Don't ignore the value of gate reviews to your BD process
- By Bill Scheessele
- Jun 15, 2012
Few business leaders consistently evaluate and review the quality of decision-making in their organizations. This is especially true in business development, even though gate reviews are set up to address this shortcoming. Gate reviews should be a key activity within any capture or business acquisition process. When utilized correctly these checks evaluate the risks, rewards and probability of a win from a company perspective. However, if not performed correctly, reviews tend to be a waste of time and an opportunity to consume the company Kool-Aid.
Many organizations fail to understand or value the importance of gate reviews. Some common errors are:
- Reviewing multiple gates simultaneously
- Decision-making based on flawed Intel or data
- Inability to balance a business case from both the company and client perspective
As reported in The New York Times, CIA intelligence breakdowns leading up to the war in Iraq forced a thorough overhaul of that agency’s decision-making processes. Many companies follow a similar, flawed approach, but do nothing to correct it.
As business development professionals, we are tasked on a daily basis to engage prospects to gather and validate human intelligence. This intelligence, when used correctly, should dramatically enhance decision-making.
But, from our experience, most companies rely on data and intelligence but don’t require human intelligence o drive their decision making. “Approval authorities” should be highly skeptical when presented with data and information if there isn’t human intelligence to validate it.

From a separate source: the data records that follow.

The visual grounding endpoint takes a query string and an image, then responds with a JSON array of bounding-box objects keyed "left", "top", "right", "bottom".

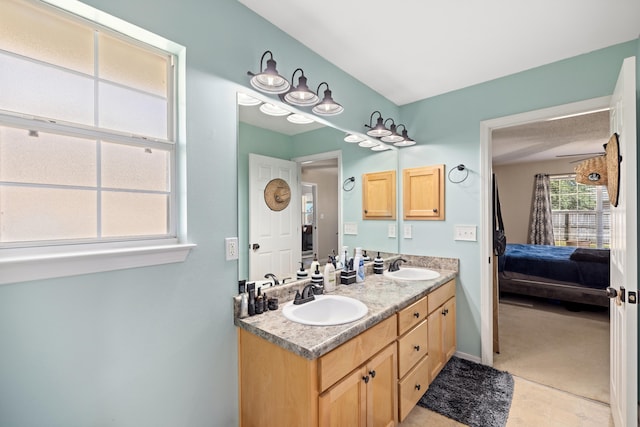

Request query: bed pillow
[{"left": 569, "top": 248, "right": 610, "bottom": 264}]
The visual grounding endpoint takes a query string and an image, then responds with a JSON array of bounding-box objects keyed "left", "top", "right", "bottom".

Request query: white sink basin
[
  {"left": 383, "top": 267, "right": 440, "bottom": 281},
  {"left": 282, "top": 295, "right": 368, "bottom": 326}
]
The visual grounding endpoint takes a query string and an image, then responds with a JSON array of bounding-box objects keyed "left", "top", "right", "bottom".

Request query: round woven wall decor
[
  {"left": 605, "top": 133, "right": 620, "bottom": 207},
  {"left": 264, "top": 178, "right": 291, "bottom": 211}
]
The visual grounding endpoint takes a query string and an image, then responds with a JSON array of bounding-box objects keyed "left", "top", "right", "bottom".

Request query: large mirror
[{"left": 237, "top": 92, "right": 399, "bottom": 284}]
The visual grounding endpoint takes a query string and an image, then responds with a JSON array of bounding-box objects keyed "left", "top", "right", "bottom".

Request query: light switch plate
[
  {"left": 403, "top": 224, "right": 412, "bottom": 239},
  {"left": 454, "top": 225, "right": 477, "bottom": 241},
  {"left": 344, "top": 222, "right": 358, "bottom": 235},
  {"left": 388, "top": 224, "right": 396, "bottom": 238}
]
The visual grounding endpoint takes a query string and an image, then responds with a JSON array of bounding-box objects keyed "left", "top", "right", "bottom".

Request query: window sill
[{"left": 0, "top": 243, "right": 196, "bottom": 286}]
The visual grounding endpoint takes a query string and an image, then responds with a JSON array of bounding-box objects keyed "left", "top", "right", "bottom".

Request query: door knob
[
  {"left": 251, "top": 243, "right": 260, "bottom": 251},
  {"left": 606, "top": 287, "right": 617, "bottom": 299}
]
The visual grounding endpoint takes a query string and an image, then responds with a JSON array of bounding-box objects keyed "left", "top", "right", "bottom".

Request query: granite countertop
[{"left": 234, "top": 269, "right": 457, "bottom": 360}]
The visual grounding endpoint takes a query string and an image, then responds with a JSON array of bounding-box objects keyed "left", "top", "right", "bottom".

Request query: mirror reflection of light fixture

In the emerging government acquisition environment, it’s critical to begin your intelligence-gathering efforts early in the customer's buying cycle. Companies that value early prospect engagement task their business development personnel to connect with prospects early to understand their issues, needs and wants and discuss available solutions. These proactive companies will win more business than organizations that begin their reactive business development process after the request for proposals is released. One of our clients recently shared, “The opportunities you have today are the result of actions you took 18 months ago. Conversely, it takes 18 months to realize you have a problem.”
Frequently, gate review decisions are made with non-validated intelligence and gut feelings, leading to erroneous conclusions. If you can't validate the data being offered and you don't know firsthand what the prospect really needs, be very suspicious of the information being presented.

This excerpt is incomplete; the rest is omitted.